Design of deep learning networks for nonlinear delay differential system for Stuxnet virus spread in an air gapped critical environment

Within the tranquil confines of air-gapped environment, the custodians of digital fortitude must recognize the limitations of a singular defense mechanism, the cornerstone of this defensive architecture lies in proactive threat detection and rapid response capabilities. In the presented study, a deep-learning based bidirectional LSTM architecture is designed to accurately capture the time-delay differential propagation dynamics of the Stuxnet virus in an air gapped environment intricately linked with a network of critical control infrastructure. To address the challenges encountered in compromising the air gapped environment, the mathematical model introduces time delay factors ${\tau }_1$, ${\tau }_2$ and ${\tau }_3$, necessary for exploiting the susceptible USB media, susceptible air gapped computers utilizing infected USB media and connected susceptible computers using infected computers respectively.

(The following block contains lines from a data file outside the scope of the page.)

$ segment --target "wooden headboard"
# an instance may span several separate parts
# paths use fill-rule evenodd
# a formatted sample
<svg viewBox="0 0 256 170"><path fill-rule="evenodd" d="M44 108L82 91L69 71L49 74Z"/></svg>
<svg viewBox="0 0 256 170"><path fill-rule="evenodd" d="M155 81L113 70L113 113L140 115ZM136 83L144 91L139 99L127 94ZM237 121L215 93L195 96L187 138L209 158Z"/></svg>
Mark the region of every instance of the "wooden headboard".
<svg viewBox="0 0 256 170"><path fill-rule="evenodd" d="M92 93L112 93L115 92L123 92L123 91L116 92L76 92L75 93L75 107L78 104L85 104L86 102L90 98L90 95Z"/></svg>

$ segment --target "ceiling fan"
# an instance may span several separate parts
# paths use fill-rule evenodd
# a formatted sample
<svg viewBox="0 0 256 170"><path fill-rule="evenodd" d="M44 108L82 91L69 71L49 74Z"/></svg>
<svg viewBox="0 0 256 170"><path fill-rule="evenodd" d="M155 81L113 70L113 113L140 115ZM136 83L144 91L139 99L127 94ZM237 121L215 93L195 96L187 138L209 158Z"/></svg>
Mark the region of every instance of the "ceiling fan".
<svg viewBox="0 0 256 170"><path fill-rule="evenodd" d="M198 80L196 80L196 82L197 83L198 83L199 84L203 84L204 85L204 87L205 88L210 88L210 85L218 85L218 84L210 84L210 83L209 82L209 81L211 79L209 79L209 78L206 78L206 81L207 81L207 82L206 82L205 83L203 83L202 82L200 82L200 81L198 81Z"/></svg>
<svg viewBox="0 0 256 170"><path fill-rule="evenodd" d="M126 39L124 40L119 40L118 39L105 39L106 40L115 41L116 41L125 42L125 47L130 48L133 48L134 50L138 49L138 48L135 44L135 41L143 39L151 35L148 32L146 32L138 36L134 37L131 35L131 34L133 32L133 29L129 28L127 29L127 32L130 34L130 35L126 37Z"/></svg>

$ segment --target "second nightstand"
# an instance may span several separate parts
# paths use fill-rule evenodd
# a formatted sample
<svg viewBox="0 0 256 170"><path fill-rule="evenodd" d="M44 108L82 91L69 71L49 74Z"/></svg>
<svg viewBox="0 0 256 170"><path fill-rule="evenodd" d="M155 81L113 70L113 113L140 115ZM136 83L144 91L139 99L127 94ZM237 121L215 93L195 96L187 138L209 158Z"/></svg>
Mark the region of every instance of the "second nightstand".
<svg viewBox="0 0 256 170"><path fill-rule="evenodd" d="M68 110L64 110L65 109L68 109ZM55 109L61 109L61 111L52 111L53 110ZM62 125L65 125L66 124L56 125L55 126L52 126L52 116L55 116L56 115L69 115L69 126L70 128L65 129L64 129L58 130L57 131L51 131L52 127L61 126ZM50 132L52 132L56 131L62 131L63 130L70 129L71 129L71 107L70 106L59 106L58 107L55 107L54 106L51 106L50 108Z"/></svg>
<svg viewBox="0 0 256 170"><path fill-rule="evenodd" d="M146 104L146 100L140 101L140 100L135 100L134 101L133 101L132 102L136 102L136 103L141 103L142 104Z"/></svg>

Removable storage media serves as a pivotal link in bridging the air gapped environment and controlling the industrial controllers connected to critical systems thereby posing a significant threat to the integrity of the entire system. Synthetic temporal simulations serve as the ground truth for dual-layer bidirectional LSTM networks exactment on various scenarios involving the infiltration of the air-gapped environment by the Stuxnet virus in a time delay differential system. A detailed comparative analysis with numerical outcomes showed minimal disparity between the predictions generated by LSTM networks, with mean squared error (MSE) values falling within the range of $10^{-7}$ underscoring the effectiveness, robustness, and stability of the proposed neural networks in predicting the complex dynamics of virus in air gapped situation.